Parse error: syntax error, unexpected '=' in /home2/safetyfi/public_html/secure/directory.php on line 20

 

Can anyone tell me how I could fix this?

 

Thanks,

 

Anthony

[smerny]

try changing $field1-name to $field1_name, etc

[CrownVictoriaCop]

Fixes the error, but now no info from the database is being displayed.

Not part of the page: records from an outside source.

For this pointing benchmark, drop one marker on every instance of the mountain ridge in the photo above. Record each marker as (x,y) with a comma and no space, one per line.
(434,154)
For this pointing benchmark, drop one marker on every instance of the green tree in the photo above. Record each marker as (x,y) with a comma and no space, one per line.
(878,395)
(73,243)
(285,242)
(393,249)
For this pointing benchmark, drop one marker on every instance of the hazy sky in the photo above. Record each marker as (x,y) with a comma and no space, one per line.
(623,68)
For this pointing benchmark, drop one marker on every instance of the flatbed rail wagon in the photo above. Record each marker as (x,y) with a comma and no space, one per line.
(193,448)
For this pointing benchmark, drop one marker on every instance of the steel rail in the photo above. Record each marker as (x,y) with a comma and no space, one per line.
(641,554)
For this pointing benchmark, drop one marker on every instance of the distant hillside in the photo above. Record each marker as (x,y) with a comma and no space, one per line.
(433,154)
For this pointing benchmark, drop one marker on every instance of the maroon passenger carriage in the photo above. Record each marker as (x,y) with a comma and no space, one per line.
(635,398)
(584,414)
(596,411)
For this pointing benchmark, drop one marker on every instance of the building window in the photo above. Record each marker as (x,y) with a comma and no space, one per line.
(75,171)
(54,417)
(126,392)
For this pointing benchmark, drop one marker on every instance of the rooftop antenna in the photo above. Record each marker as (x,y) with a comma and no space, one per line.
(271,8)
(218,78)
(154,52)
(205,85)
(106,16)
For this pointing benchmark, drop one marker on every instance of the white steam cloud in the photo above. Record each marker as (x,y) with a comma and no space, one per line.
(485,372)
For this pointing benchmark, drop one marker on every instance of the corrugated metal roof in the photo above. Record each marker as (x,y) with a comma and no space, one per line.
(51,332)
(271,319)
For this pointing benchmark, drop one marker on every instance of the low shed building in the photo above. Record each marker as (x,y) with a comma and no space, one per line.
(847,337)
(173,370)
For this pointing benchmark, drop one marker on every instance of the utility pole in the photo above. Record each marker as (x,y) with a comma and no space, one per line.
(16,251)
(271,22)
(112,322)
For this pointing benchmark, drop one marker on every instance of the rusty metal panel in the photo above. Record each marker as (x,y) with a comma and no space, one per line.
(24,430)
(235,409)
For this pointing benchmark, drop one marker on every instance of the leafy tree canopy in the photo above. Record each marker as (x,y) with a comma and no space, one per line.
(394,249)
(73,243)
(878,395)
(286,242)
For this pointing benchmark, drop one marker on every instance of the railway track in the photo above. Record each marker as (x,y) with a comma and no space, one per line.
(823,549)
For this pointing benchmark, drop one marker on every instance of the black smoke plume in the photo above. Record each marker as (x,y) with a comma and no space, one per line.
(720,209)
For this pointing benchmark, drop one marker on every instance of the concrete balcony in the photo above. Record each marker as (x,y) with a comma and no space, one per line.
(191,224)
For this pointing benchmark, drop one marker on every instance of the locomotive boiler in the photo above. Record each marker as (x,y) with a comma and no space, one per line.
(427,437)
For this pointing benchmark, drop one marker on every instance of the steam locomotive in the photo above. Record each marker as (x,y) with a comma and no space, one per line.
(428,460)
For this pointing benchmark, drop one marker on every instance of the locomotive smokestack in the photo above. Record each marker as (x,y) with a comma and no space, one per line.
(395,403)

try changing $field1-name to $field1_name, etc

[smerny]

you changed the variable names for the output as well, correct? what are you seeing exactly?

[CrownVictoriaCop]

The Words "Database Output". I don't think I did.

 

I changed some things in the script in hopes of making it working.

 

<?php
$username="safetyfi_secure";
$password="Hidden";
$database="safetyfi_students";

mysql_connect(localhost,$username,$password);
@mysql_select_db($database) or die( "Unable to select database");
$query="SELECT * FROM Students";
$result=mysql_query($query);

mysql_close();

echo "<b><center>Database Output</center></b><br><br>";

$i=0;
while ($i < $num) {

$field1_name = mysql_result($result,$i,"ID");
$field2_name = mysql_result($result,$i,"ParentFirstName");
$field3_name = mysql_result($result,$i,"ParentLastName");
$field4_name = mysql_result($result,$i,"StudentName");
$field5_name = mysql_result($result,$i,"Class");
$field6_name = mysql_result($result,$i,"Address");
$field7_name = mysql_result($result,$i,"City");
$field8_name = mysql_result($result,$i,"State");
$field9_name = mysql_result($result,$i,"Zip");
$field10_name = mysql_result($result,$i,"Phone");
$field11_name = mysql_result($result,$i,"BirthMonth");
$field12_name = mysql_result($result,$i,"BirthDay");
$field13_name = mysql_result($result,$i,"BirthYear");
$field14_name = mysql_result($result,$i,"School");
$field15_name = mysql_result($result,$i,"PaymentMethod");

echo "Student
ID: $field1_name<br>Enrolled in Class: $field5_name
<br>$field4_name $field3_name
<br>$field14_name
<br>$field6_name
<br>$field7_name, WI $field9_name
<br>$field10_name
<br>Parent Name: $field2_name $field3_name
<br>Payment Method: $field15_name
<hr>";

$i++;
}

?>

[Zane]

mysql_numrows should be mysql_num_rows

[CrownVictoriaCop]

mysql_numrows should be mysql_num_rows

I got rid of that part, simply because it displays the number of rows.

[Zane]

well that part was also running your loop

$num=mysql_numrows($result);

[...]

while ($i

 

now you don't have a $num to be greater than $i

 

Also..there is a

 tag for displaying code

[CrownVictoriaCop]

Warning: mysql_num_rows(): supplied argument is not a valid MySQL result resource in /home2/safetyfi/public_html/secure/directory.php on line 11

 

That's the error that comes up now.

well that part was also running your loop

$num=mysql_numrows($result);

[...]

while ($i < $num) {

 

now you don't have a $num to be greater than $i

 

Also..there is a

 tag for displaying code

[Zane]

When you get that error it means you need to do this

$result=mysql_query($query) or die(mysql_error());

 

it will tell you why $result is not a valid mysql result resource

[CrownVictoriaCop]

When you get that error it means you need to do this

$result=mysql_query($query) or die(mysql_error());

 

it will tell you why $result is not a valid mysql result resource

Found out the error and fixed it. Thank you guys again for helping a n00b!